Although the rate of speciation in a rapid radiation may be readily characterized for well-resolved trees (e.g., Nee, 2001, 2005), poor resolution in a phylogenetic tree presents an inferential dilemma with regard to potential rapid radiation. Consideration of the phylogenetic informativeness profile of a data set conveys new insight into whether unresolved branches (e.g., those with poor bootstrap support) are due to short branches (rapid radiation) or due to poor signal in the genes used. Low support values for a branch can arise from either situation, but only sites evolving at inappropriate rates would result in a low phylogenetic informativeness profile during the epoch of interest. Low informativeness paired with poor resolution calls for more data. High informativeness and poor resolution indicate rapid radiation. As examples of rapid radiation are considered with regard to the phylogenetic informativeness applied, it may become possible to establish a quantitative relationship between the informativeness of the data applied, resolution achieved, and the rapidity of radiation that may be reliably inferred. Because all approaches that use characters from extant taxa to infer evolutionary history are predicated upon an assumption that the evolutionary process has left a recoverable signature of historical parameters in those characters, such a relationship between informativeness, resolution, and rapidity of radiation would ultimately provide quantitative means for evaluating the long-term feasibility of resolving the most recalcitrant ancestral relationships (Table 2).

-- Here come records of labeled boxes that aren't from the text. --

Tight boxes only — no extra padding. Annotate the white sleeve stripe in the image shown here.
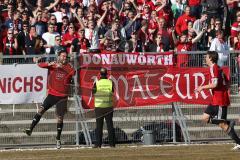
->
[212,78,218,85]
[231,27,239,31]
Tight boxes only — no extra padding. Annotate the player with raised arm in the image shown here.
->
[24,49,75,149]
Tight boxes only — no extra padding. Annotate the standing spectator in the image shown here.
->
[208,18,222,46]
[24,0,60,17]
[146,33,169,53]
[171,0,184,22]
[175,6,195,35]
[193,12,208,34]
[92,68,115,148]
[22,10,29,23]
[193,12,208,50]
[196,51,240,150]
[105,21,123,48]
[49,35,65,55]
[62,23,77,53]
[172,29,205,67]
[157,18,172,50]
[155,0,174,27]
[24,50,75,149]
[33,11,47,36]
[188,0,202,18]
[124,32,143,53]
[231,11,240,45]
[58,16,69,35]
[226,0,240,24]
[123,11,141,40]
[78,8,108,52]
[202,0,228,30]
[209,30,229,67]
[138,20,150,52]
[23,26,42,55]
[4,4,14,28]
[17,21,29,54]
[42,23,60,53]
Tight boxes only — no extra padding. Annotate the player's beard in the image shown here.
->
[58,59,67,65]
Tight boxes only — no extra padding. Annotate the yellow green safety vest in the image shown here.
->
[94,79,113,108]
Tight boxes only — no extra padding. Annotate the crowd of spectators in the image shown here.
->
[0,0,240,59]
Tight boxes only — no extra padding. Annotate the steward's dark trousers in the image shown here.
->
[95,107,115,146]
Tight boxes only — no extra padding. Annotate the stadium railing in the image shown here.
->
[0,51,240,145]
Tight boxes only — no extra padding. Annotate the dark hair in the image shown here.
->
[207,51,218,63]
[100,68,107,76]
[201,11,207,15]
[57,47,67,56]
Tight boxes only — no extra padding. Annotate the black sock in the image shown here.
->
[56,122,63,140]
[30,113,42,131]
[227,127,240,144]
[208,118,227,125]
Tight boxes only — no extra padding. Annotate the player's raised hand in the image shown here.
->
[48,61,56,66]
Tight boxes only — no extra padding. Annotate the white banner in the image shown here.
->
[0,64,47,104]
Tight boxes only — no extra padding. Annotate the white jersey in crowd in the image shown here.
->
[209,38,229,67]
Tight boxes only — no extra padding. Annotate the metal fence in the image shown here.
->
[0,51,240,148]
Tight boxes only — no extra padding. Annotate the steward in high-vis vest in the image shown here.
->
[93,68,115,148]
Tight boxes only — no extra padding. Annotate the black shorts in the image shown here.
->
[42,94,67,116]
[204,105,228,120]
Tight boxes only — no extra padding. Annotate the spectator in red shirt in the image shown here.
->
[142,5,151,20]
[156,0,174,27]
[231,11,240,46]
[172,28,206,67]
[196,51,240,150]
[70,28,90,54]
[62,23,77,53]
[188,0,202,18]
[175,6,196,35]
[234,32,240,49]
[146,33,169,53]
[3,29,18,55]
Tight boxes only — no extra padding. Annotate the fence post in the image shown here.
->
[172,103,176,143]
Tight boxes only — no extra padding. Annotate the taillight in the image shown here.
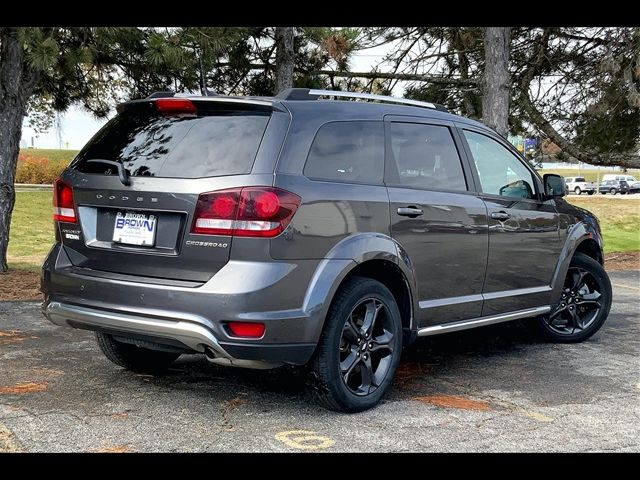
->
[53,178,76,223]
[227,322,265,338]
[155,98,197,115]
[191,187,300,237]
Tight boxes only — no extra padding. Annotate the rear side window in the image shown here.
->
[304,122,384,185]
[71,107,270,178]
[387,122,467,191]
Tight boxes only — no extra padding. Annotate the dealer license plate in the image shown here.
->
[113,212,158,247]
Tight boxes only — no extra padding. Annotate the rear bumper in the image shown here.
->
[41,245,326,368]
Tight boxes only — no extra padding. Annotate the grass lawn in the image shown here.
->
[8,191,54,269]
[20,148,79,163]
[565,195,640,253]
[538,168,640,182]
[9,191,640,270]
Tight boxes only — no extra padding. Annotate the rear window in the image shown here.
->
[71,106,270,178]
[304,121,384,185]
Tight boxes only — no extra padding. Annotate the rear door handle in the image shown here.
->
[398,207,424,217]
[491,212,511,220]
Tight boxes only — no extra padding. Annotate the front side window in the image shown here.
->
[464,130,536,199]
[386,122,467,191]
[304,121,384,185]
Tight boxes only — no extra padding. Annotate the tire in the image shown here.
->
[307,277,402,412]
[96,332,180,373]
[537,253,612,343]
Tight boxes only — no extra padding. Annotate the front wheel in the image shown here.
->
[309,277,402,412]
[538,253,612,343]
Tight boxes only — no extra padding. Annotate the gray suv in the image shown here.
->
[42,89,611,411]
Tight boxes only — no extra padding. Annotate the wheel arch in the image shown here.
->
[550,221,604,306]
[303,233,418,341]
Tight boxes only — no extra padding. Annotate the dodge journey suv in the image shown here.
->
[42,89,611,411]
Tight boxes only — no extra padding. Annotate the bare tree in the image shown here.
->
[482,27,511,138]
[274,27,295,95]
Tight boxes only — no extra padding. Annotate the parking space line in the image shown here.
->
[275,430,336,450]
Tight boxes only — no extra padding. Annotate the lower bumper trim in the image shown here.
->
[42,301,234,362]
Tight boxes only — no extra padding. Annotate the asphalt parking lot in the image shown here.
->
[0,271,640,452]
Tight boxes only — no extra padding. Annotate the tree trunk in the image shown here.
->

Most importantly, profiling phylogenetic informativeness, performed after completion of a previous or preliminary investigation, informs the choice of genes for future studies. By furnishing quantitative estimates of the informativeness for specific time periods, profiling phylogenetic power enables optimal experimental design. Historically, the utility of a gene for a study has largely been decided by qualitative heuristics based upon the average rate of evolution of a gene or from experiential impressions of the gene’s utility in studies of taxa more or less divergent from the taxa of interest. With the sequence of genomes dispersed across the tree of life, simultaneous estimation of the phylogenetic informativeness profile of many orthologous genes is possible. These estimates may be compared to optimize gene choice. It is hoped that quantitative profiling of the phylogenetic informativeness of candidate genes using genome sequence data, preliminary data, or data from previous genie studies will supplant the contentious opinions of experts with an accurate and precise methodology for choosing character sets during the experimental design phase of a phylogenetic study.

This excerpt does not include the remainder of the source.